# Old School Harman/Kardon



## dsuperminime (Sep 7, 2016)

This is for those Harman/Kardon lovers out there, you can show your collection, like your audio setups, Brochures, sale flyer, catalogs or any good info that covers any H/K car audio products.


----------



## dsuperminime (Sep 7, 2016)

My story of H/K, 
I started all this collection jurney when I heard the Harman/Kardon CA260 when I was 16 years old, I don't know but I didn't even saw the amplifier, I just loved the sound, when I finally saw the amplifier wao wao wao those Fins.. 😅 for some installers was a nightmare, but for me those Fins look amazing 😁 from there I start knowing the other car audio line that H/K had.


----------



## eltigre (2 mo ago)

I'm sure they do and have had some great stuff. My experience so far has been paying north of $2k to upgrade factory gear to HK, only to be very mildly impressed. Like a dummy, each time, I convince myself that it will be better. Their claim to fame right now is "green" speakers, as in earth friendly. lmao!

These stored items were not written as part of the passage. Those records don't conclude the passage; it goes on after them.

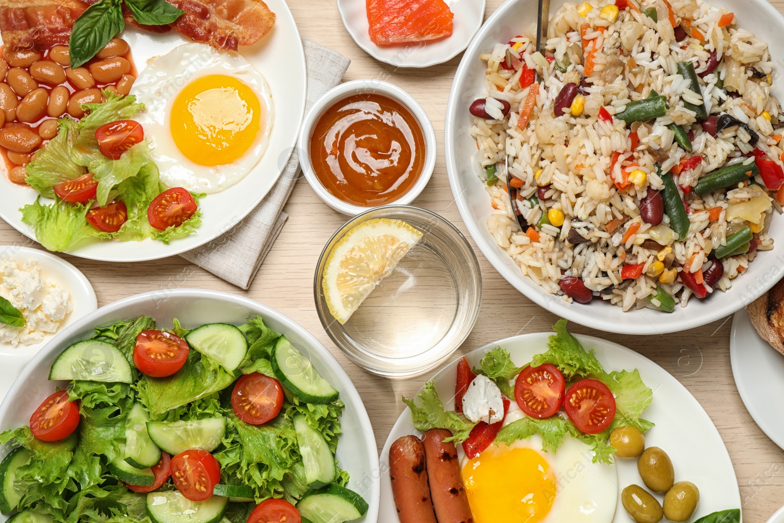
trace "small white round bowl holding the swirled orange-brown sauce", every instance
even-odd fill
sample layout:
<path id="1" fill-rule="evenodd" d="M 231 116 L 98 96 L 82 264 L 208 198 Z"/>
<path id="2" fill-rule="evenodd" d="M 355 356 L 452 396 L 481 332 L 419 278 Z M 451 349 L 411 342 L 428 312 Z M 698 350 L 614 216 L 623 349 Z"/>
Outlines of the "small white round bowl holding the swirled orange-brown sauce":
<path id="1" fill-rule="evenodd" d="M 324 114 L 329 107 L 332 107 L 332 104 L 354 94 L 380 94 L 389 96 L 402 104 L 408 111 L 411 111 L 411 114 L 414 115 L 416 121 L 419 122 L 419 127 L 422 128 L 422 134 L 425 137 L 425 165 L 423 166 L 422 174 L 419 175 L 419 180 L 416 180 L 416 183 L 414 183 L 413 187 L 411 187 L 407 193 L 403 194 L 400 198 L 397 198 L 397 200 L 394 200 L 394 202 L 389 202 L 391 205 L 408 205 L 414 201 L 414 198 L 419 196 L 419 193 L 423 191 L 427 182 L 430 181 L 430 176 L 433 174 L 433 169 L 436 165 L 436 133 L 433 130 L 433 124 L 430 123 L 430 118 L 427 118 L 425 110 L 416 100 L 414 100 L 413 96 L 397 87 L 397 85 L 392 85 L 388 82 L 382 82 L 380 80 L 352 80 L 351 82 L 346 82 L 329 89 L 324 96 L 321 96 L 321 98 L 313 104 L 313 107 L 310 107 L 310 111 L 307 111 L 307 114 L 305 115 L 302 128 L 299 129 L 299 140 L 297 140 L 296 146 L 297 153 L 299 154 L 299 165 L 302 166 L 305 178 L 307 178 L 310 187 L 313 187 L 313 190 L 316 191 L 319 198 L 324 200 L 332 209 L 343 212 L 343 214 L 346 214 L 347 216 L 357 216 L 360 212 L 365 212 L 373 208 L 352 205 L 343 202 L 343 200 L 337 198 L 334 194 L 331 194 L 321 185 L 318 176 L 316 176 L 316 173 L 313 170 L 313 164 L 310 162 L 310 136 L 313 134 L 313 129 L 318 123 L 318 119 L 321 118 L 321 115 Z"/>

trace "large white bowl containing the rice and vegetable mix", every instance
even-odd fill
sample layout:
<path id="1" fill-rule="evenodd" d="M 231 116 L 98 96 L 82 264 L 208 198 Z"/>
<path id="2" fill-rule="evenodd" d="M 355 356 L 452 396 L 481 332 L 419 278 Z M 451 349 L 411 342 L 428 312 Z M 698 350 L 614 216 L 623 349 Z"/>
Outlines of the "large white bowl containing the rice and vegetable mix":
<path id="1" fill-rule="evenodd" d="M 782 59 L 784 16 L 775 7 L 764 0 L 724 0 L 720 3 L 706 0 L 712 1 L 719 7 L 738 13 L 740 26 L 768 42 L 772 60 Z M 550 13 L 555 13 L 563 4 L 564 0 L 551 2 Z M 600 303 L 599 300 L 593 300 L 590 305 L 566 303 L 561 300 L 561 296 L 546 293 L 530 278 L 523 276 L 506 251 L 495 244 L 486 225 L 492 211 L 490 198 L 474 165 L 477 147 L 468 132 L 473 123 L 468 107 L 483 92 L 485 64 L 479 55 L 488 52 L 498 42 L 507 42 L 529 24 L 535 23 L 536 9 L 536 2 L 527 0 L 508 0 L 501 5 L 466 49 L 449 94 L 445 125 L 449 184 L 468 231 L 492 266 L 529 300 L 553 314 L 593 329 L 626 334 L 663 334 L 706 325 L 738 311 L 770 289 L 784 275 L 784 254 L 779 252 L 779 249 L 784 249 L 784 227 L 778 215 L 774 216 L 769 232 L 775 244 L 779 245 L 777 249 L 761 252 L 751 263 L 749 271 L 732 281 L 732 288 L 728 292 L 714 292 L 715 296 L 703 301 L 692 298 L 688 307 L 677 307 L 672 314 L 652 309 L 622 312 L 620 307 Z M 775 64 L 778 67 L 779 61 L 775 61 Z M 774 94 L 779 100 L 784 100 L 784 90 L 775 89 Z"/>

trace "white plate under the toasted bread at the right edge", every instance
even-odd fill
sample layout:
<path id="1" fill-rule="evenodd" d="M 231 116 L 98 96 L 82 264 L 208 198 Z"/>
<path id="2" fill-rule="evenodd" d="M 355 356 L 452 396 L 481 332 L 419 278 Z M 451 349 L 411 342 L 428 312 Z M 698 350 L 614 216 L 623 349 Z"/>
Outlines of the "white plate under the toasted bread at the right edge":
<path id="1" fill-rule="evenodd" d="M 770 408 L 771 398 L 784 397 L 784 354 L 760 338 L 746 309 L 732 318 L 730 362 L 746 410 L 768 438 L 784 449 L 784 417 Z"/>

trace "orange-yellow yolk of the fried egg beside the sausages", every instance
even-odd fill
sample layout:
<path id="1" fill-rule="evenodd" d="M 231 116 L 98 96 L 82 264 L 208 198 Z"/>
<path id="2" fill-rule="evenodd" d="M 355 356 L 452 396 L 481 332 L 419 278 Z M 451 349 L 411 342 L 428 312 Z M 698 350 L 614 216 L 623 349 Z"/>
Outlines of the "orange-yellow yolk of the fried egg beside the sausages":
<path id="1" fill-rule="evenodd" d="M 491 445 L 463 467 L 475 523 L 536 523 L 550 513 L 557 480 L 534 449 Z"/>

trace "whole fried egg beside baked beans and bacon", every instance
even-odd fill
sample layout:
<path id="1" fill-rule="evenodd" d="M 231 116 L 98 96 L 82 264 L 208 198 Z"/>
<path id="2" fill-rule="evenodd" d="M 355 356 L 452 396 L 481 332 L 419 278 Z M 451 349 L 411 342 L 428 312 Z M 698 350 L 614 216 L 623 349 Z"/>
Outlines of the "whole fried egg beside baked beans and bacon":
<path id="1" fill-rule="evenodd" d="M 147 109 L 137 119 L 168 187 L 223 191 L 267 150 L 270 87 L 238 53 L 180 45 L 151 59 L 131 94 Z"/>

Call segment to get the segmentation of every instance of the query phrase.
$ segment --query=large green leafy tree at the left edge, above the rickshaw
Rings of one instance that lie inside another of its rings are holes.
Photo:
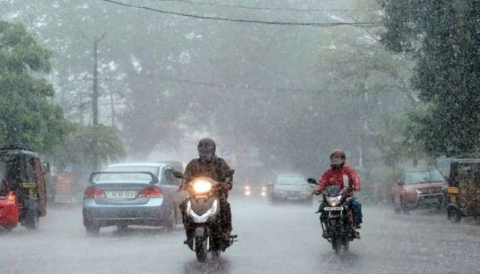
[[[35,76],[49,72],[49,57],[23,25],[0,21],[0,143],[46,152],[71,129],[51,101],[53,86]]]

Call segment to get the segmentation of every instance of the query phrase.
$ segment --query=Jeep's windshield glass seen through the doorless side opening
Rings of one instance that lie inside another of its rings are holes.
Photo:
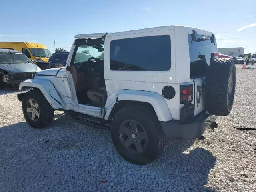
[[[100,47],[101,48],[98,46],[79,45],[74,58],[74,63],[87,61],[90,57],[104,60],[104,45],[100,45]]]

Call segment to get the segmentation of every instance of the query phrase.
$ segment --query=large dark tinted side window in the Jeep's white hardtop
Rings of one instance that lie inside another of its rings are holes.
[[[171,68],[169,35],[112,40],[110,70],[168,71]]]

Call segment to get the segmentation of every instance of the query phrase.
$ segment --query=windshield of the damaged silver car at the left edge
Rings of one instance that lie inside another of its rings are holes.
[[[20,52],[0,52],[0,64],[30,63],[31,61]]]

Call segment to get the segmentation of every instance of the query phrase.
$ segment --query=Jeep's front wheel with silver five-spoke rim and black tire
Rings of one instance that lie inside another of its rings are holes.
[[[54,110],[39,90],[31,90],[22,100],[24,118],[33,128],[43,128],[52,122]]]

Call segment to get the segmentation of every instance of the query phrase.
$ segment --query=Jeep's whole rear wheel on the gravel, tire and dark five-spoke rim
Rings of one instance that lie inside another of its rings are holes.
[[[110,128],[113,144],[126,161],[144,165],[164,150],[164,134],[157,117],[142,107],[128,107],[116,113]]]

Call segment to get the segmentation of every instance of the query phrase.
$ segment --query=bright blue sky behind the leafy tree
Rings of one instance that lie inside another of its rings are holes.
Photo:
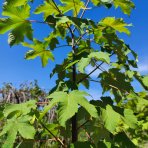
[[[38,1],[37,3],[39,3]],[[114,8],[107,10],[105,8],[94,9],[88,11],[84,17],[92,18],[94,20],[100,20],[105,16],[122,17],[127,23],[132,23],[133,27],[130,28],[131,36],[122,35],[122,38],[126,43],[130,44],[130,47],[134,49],[139,55],[139,71],[142,74],[148,74],[148,1],[147,0],[134,0],[136,9],[133,10],[130,17],[124,15],[120,9]],[[2,3],[0,4],[0,13],[2,9]],[[33,8],[32,8],[33,9]],[[1,17],[1,15],[0,15]],[[41,20],[40,17],[34,17],[34,19]],[[33,24],[34,36],[42,39],[47,35],[48,27],[41,24]],[[51,72],[54,62],[49,62],[46,68],[42,68],[40,59],[25,60],[24,55],[28,50],[22,46],[9,47],[7,43],[7,34],[0,35],[0,87],[3,82],[12,82],[18,86],[22,82],[33,81],[37,79],[39,85],[44,89],[50,89],[54,85],[54,79],[50,80],[49,73]],[[58,62],[62,61],[67,49],[57,49],[55,51],[56,59]],[[87,68],[89,72],[91,68]],[[93,75],[95,76],[95,74]],[[99,92],[96,86],[91,85],[91,93],[96,96]]]

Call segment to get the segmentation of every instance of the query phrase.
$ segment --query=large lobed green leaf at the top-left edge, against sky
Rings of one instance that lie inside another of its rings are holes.
[[[26,20],[30,16],[29,5],[4,5],[2,15],[8,18],[0,18],[0,34],[11,31],[8,39],[10,46],[24,41],[25,36],[32,40],[31,23]]]

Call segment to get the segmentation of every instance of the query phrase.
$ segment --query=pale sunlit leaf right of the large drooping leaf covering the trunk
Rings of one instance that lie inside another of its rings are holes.
[[[117,125],[121,122],[121,115],[115,112],[110,105],[107,105],[106,109],[102,109],[102,119],[105,128],[114,133]]]

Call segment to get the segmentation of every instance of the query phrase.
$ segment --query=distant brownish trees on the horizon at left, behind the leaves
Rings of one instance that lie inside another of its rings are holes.
[[[49,100],[46,99],[47,94],[45,90],[39,87],[36,80],[21,83],[19,87],[15,87],[12,83],[4,83],[0,88],[0,104],[20,104],[29,100],[36,100],[38,110],[43,110],[44,106],[49,104]],[[52,122],[55,118],[55,108],[53,108],[47,115],[47,119]]]

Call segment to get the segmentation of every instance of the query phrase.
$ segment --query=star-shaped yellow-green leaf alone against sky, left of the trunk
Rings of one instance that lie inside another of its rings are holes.
[[[47,42],[42,43],[34,39],[34,44],[23,43],[23,46],[33,49],[26,53],[25,58],[27,60],[34,59],[39,56],[43,67],[47,65],[49,59],[52,61],[54,60],[52,52],[49,49],[46,49],[48,47]]]

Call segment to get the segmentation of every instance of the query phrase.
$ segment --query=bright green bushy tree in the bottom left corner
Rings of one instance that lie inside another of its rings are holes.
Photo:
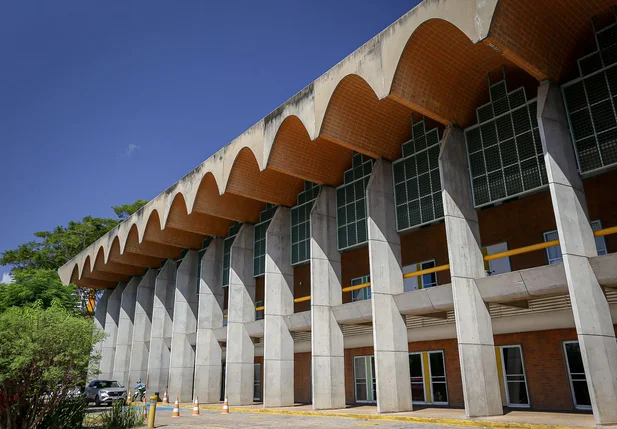
[[[103,338],[92,332],[91,319],[57,301],[0,314],[0,428],[36,428],[85,384],[99,360],[93,344]]]

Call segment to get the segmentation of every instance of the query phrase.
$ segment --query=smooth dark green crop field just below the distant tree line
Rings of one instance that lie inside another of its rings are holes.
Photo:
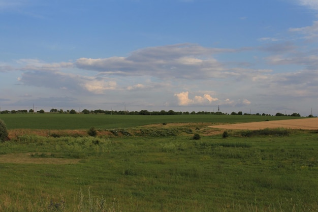
[[[261,115],[0,114],[8,129],[129,128],[158,123],[244,123],[300,118]]]

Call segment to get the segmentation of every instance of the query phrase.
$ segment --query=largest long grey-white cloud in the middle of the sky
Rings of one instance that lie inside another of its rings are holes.
[[[105,75],[204,79],[226,77],[227,73],[222,73],[224,65],[212,55],[235,51],[178,44],[139,49],[128,57],[80,58],[75,65],[79,69],[99,71]]]

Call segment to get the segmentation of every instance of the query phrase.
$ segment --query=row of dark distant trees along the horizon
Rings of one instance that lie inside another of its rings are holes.
[[[3,110],[0,111],[0,113],[3,114],[8,114],[8,113],[35,113],[35,111],[33,109],[29,109],[29,110]],[[45,111],[43,109],[36,111],[36,113],[45,113]],[[266,114],[266,113],[255,113],[255,114],[251,114],[251,113],[243,113],[242,111],[239,112],[232,112],[232,113],[223,113],[223,112],[208,112],[208,111],[199,111],[199,112],[181,112],[181,111],[173,111],[173,110],[169,110],[169,111],[165,111],[165,110],[161,110],[161,111],[148,111],[148,110],[140,110],[140,111],[124,111],[124,110],[101,110],[101,109],[97,109],[97,110],[88,110],[88,109],[84,109],[82,111],[76,111],[74,109],[71,110],[63,110],[63,109],[55,109],[52,108],[49,113],[70,113],[70,114],[76,114],[76,113],[84,113],[84,114],[114,114],[114,115],[190,115],[190,114],[204,114],[204,115],[263,115],[263,116],[271,116],[271,114]],[[275,116],[300,116],[299,113],[293,113],[293,114],[282,114],[282,113],[276,113]],[[312,115],[309,115],[309,117],[311,117]]]

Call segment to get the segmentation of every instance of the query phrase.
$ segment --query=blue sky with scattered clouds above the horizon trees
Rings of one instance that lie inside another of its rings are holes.
[[[318,115],[316,0],[0,0],[0,109]]]

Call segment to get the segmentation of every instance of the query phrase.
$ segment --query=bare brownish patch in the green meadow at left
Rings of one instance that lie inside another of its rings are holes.
[[[81,159],[34,158],[30,153],[13,153],[0,155],[0,163],[34,163],[34,164],[74,164]]]

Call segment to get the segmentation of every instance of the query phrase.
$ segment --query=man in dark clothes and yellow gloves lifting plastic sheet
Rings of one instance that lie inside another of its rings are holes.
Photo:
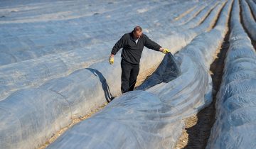
[[[150,40],[144,33],[142,28],[136,26],[131,33],[126,33],[120,38],[114,45],[110,55],[110,65],[114,63],[114,55],[118,50],[122,49],[122,84],[121,91],[129,92],[134,89],[137,82],[137,76],[139,75],[139,62],[142,57],[142,50],[146,48],[161,51],[162,53],[169,53],[168,49],[161,48],[161,46],[154,41]]]

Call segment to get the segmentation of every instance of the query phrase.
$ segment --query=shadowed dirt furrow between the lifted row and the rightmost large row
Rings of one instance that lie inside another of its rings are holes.
[[[228,38],[230,31],[225,35],[225,39],[221,48],[216,51],[216,58],[210,65],[211,77],[213,79],[213,102],[210,106],[201,110],[197,115],[186,118],[186,128],[183,130],[181,138],[178,140],[176,149],[178,148],[206,148],[210,129],[215,122],[215,97],[220,88],[223,75],[225,55],[229,48]]]

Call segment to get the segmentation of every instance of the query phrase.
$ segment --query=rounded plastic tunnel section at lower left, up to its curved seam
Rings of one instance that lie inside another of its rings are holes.
[[[37,148],[46,136],[71,123],[68,102],[43,89],[15,92],[1,101],[0,113],[1,148]]]

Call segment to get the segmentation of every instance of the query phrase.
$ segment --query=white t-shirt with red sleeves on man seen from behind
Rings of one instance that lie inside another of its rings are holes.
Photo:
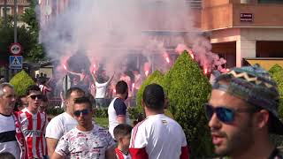
[[[181,126],[172,118],[158,114],[134,126],[129,152],[132,158],[139,151],[149,159],[179,159],[183,148],[187,148],[187,141]]]

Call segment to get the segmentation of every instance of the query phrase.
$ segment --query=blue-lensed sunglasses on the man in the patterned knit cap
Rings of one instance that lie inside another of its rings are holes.
[[[226,107],[213,108],[209,103],[204,104],[204,109],[205,109],[205,115],[208,120],[210,120],[213,114],[216,113],[218,119],[223,123],[233,122],[236,112],[254,113],[257,111],[255,108],[254,109],[253,108],[228,109]]]

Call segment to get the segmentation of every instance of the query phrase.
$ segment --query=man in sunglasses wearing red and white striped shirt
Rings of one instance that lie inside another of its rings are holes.
[[[38,111],[42,102],[41,89],[32,85],[27,87],[27,108],[19,111],[19,122],[27,142],[28,158],[43,158],[47,155],[45,129],[48,125],[46,114]]]

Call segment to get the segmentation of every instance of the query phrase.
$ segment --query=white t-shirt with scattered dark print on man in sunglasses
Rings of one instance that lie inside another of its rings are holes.
[[[104,159],[105,152],[114,148],[111,134],[104,128],[94,125],[90,132],[81,132],[77,128],[66,133],[58,142],[55,152],[67,158]]]

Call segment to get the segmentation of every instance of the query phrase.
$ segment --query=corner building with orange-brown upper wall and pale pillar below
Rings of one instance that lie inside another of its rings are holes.
[[[282,0],[203,0],[202,30],[227,67],[282,64]]]

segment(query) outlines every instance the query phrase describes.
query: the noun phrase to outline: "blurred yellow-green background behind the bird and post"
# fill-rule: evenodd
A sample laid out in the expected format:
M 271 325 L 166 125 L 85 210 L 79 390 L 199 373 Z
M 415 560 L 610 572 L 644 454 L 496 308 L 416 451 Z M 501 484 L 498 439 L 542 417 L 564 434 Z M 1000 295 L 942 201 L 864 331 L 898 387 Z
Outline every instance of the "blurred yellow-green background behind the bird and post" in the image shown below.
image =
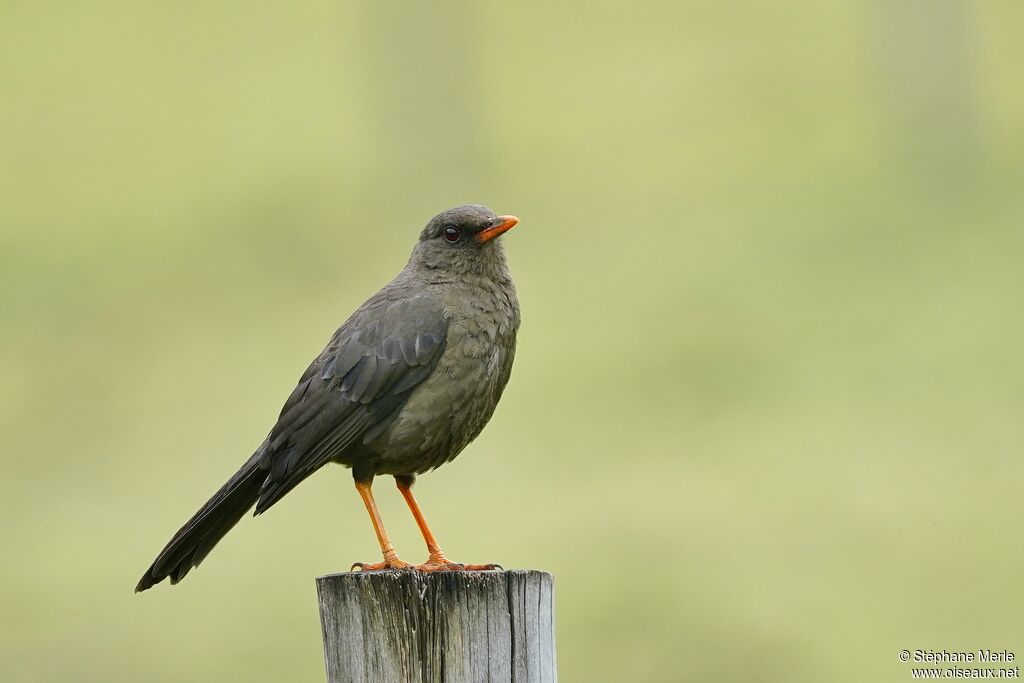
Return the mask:
M 323 680 L 330 468 L 145 566 L 437 211 L 524 310 L 418 494 L 557 580 L 565 681 L 1016 648 L 1024 5 L 0 5 L 0 679 Z M 422 559 L 389 482 L 383 514 Z

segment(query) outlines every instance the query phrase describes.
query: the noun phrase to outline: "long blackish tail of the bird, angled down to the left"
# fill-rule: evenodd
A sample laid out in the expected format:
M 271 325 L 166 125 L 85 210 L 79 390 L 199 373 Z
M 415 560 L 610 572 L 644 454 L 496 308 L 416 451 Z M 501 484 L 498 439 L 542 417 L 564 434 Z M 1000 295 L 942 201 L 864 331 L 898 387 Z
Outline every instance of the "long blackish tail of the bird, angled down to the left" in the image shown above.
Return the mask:
M 260 467 L 264 445 L 185 522 L 139 580 L 135 592 L 144 591 L 170 578 L 181 581 L 224 538 L 242 516 L 256 504 L 267 472 Z

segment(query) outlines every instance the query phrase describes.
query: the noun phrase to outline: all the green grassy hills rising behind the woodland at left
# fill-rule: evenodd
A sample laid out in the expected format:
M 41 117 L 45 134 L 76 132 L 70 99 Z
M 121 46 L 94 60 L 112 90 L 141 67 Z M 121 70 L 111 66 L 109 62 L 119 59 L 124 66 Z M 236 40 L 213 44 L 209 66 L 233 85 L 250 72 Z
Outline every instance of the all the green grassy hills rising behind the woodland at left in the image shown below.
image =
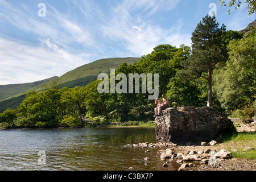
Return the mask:
M 61 86 L 74 88 L 89 84 L 100 73 L 110 73 L 110 69 L 117 69 L 122 63 L 133 64 L 139 59 L 139 57 L 101 59 L 73 69 L 61 77 L 52 77 L 30 84 L 0 85 L 0 113 L 8 108 L 16 109 L 28 92 L 45 90 L 49 82 L 55 78 L 59 80 Z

I really wish they would publish more specs and details about the set-up in my ride. Besides how green the speakers are in a dinosaur juice guzzling muscle car. Seems rather lazy in the marketing department. But hey, it got me.


----------



## dsuperminime (Sep 7, 2016)

eltigre said:


> I'm sure they do and have had some great stuff. My experience so far has been paying north of $2k to upgrade factory gear to HK, only to be very mildly impressed. Like a dummy, each time, I convince myself that it will be better. Their claim to fame right now is "green" speakers, as in earth friendly. lmao!
> 
> I really wish they would publish more specs and details about the set-up in my ride. Besides how green the speakers are in a dinosaur juice guzzling muscle car. Seems rather lazy in the marketing department. But hey, it got me.


Nice, and what's your set-up in detail?


----------



## eltigre (2 mo ago)

I wish I had this information. It's antiquated on HK's website and the placement diagram comes up for the wrong car.

900 watt, green edge, surround sound 3D or some nonsense.


----------